In later research, Thrash found that goose bumps and tingling tend to co-occur and that coldness and shivers tend to co-occur. The combination of goose bumps and tingling is the ‘good’ kind of chills, which he called “goosetingles.” The combination of coldness and shivers is the ‘bad’ kind, which he called “coldshivers.” 

“Goosetingles tend to be positive responses to aesthetic beauty, to sexual excitement, to awe,” Thrash explained. “Cold shivers are responses to threats, such as achievement threats that happen when people face failure, or to physical threats in the environment, such as the presence of a ghost—even a psychopath.”

Chills experiences provide signals that something important is happening. Whereas a person can experience a mood such as sadness without knowing the precise time or place where the mood engaged, “chills are unmistakable, discrete, intentional in the philosophical sense that they have an object,” he said. “They bring our attention to things that probably were important to our survival, not necessarily things that we value in the abstract.”

Thrash elicits chills in participants by having them watch emotionally potent video clips. Participants report their sensations, and, in some studies, they are hooked up to the “goose caboose,” a measuring device attached to the forearm skin. Included in his developing library of film clips are several that are unusually effective at producing goosetingles. Among the best known of these is footage of Susan Boyle’s well-documented emergence on the show Britain’s Got Talent. “Here comes this unattractive woman for whom the audience has low expectations and she performs beautifully,” Thrash said. “The crowd is enthralled.”
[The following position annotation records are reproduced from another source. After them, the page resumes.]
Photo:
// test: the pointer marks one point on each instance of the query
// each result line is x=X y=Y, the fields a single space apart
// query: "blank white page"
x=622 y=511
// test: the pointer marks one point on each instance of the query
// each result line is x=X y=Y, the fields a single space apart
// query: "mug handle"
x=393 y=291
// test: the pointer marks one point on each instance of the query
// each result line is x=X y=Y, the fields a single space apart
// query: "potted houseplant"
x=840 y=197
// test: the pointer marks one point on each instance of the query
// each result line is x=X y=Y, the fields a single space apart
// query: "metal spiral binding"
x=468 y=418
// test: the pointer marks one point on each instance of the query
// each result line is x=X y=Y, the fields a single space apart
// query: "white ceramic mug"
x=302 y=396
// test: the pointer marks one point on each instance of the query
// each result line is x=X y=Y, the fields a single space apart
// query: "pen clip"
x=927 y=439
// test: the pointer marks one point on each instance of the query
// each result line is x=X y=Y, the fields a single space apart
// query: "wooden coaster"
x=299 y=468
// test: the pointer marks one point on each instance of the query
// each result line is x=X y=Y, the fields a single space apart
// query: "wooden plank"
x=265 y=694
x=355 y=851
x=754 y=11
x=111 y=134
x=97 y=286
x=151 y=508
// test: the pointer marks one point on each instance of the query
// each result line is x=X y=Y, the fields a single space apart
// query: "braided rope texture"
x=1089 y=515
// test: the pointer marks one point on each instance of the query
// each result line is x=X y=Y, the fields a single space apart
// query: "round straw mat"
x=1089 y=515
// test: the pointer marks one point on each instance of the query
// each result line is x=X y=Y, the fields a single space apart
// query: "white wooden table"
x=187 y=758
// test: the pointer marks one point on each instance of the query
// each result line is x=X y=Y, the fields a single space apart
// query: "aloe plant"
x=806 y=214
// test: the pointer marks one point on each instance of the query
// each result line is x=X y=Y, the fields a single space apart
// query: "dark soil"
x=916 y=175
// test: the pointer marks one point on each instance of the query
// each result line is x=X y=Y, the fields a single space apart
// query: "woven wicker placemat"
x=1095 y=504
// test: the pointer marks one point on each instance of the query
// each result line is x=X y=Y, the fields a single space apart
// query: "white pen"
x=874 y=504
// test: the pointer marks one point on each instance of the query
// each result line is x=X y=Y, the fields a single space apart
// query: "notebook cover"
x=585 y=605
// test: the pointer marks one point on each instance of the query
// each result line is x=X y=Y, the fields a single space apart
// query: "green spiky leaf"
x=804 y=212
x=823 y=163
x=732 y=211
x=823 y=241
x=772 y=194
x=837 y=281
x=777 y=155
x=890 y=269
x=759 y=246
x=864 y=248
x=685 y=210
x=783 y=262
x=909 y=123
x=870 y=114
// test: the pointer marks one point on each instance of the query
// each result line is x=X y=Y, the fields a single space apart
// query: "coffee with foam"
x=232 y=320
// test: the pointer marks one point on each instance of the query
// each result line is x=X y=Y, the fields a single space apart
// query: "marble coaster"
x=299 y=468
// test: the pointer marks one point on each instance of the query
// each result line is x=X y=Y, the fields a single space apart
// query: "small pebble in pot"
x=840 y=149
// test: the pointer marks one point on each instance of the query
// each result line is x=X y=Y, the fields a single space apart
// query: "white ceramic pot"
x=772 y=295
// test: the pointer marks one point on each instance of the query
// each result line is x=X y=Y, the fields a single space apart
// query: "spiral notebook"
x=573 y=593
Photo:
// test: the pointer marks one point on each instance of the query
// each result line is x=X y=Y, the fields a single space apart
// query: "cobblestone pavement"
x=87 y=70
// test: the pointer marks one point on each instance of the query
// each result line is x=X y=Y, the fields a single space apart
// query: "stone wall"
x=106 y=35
Among the videos notorious for producing coldshivers are episodes from “Nip /Tuck.” One clip features a team of plastic surgeons happily chit-chatting while cutting the face of their patient. Unknown to them, the patient is semi-conscious due to insufficient anesthesia. In her mind, she is being tortured while her doctors are oblivious.

Many chills videos share similar elements of dissonance, Thrash observed. “There is a mismatch between the destruction that is happening and the cues surrounding it.” This commonality raises for Thrash the specter that chills may have served as warnings against psychopaths, he said. “The basic wiring for chills responses was already in place because chills responses originally served a cold-defense function,” he added. “For instance, goose bumps improve insulation and shivering generates heat.”

Citing research results, Thrash suggests that, on average, a person will experience chills three times during a two-week period.  Other participants reported chills occurring as many as 15 times during that timespan; some reported no instances of the chills.

As to whether such instances rise during the Halloween season is unknown. Thrash, however, believes the festivities are inherently valuable.

“I think it is good for us to get in touch with the kind of experiences that speak to our body and not just our goals and values,” Thrash said. “Sometimes scary things are examples of what we care about at our core. We care about our continued existence. Being alert to these experiences can help us integrate what it means to be ourselves.”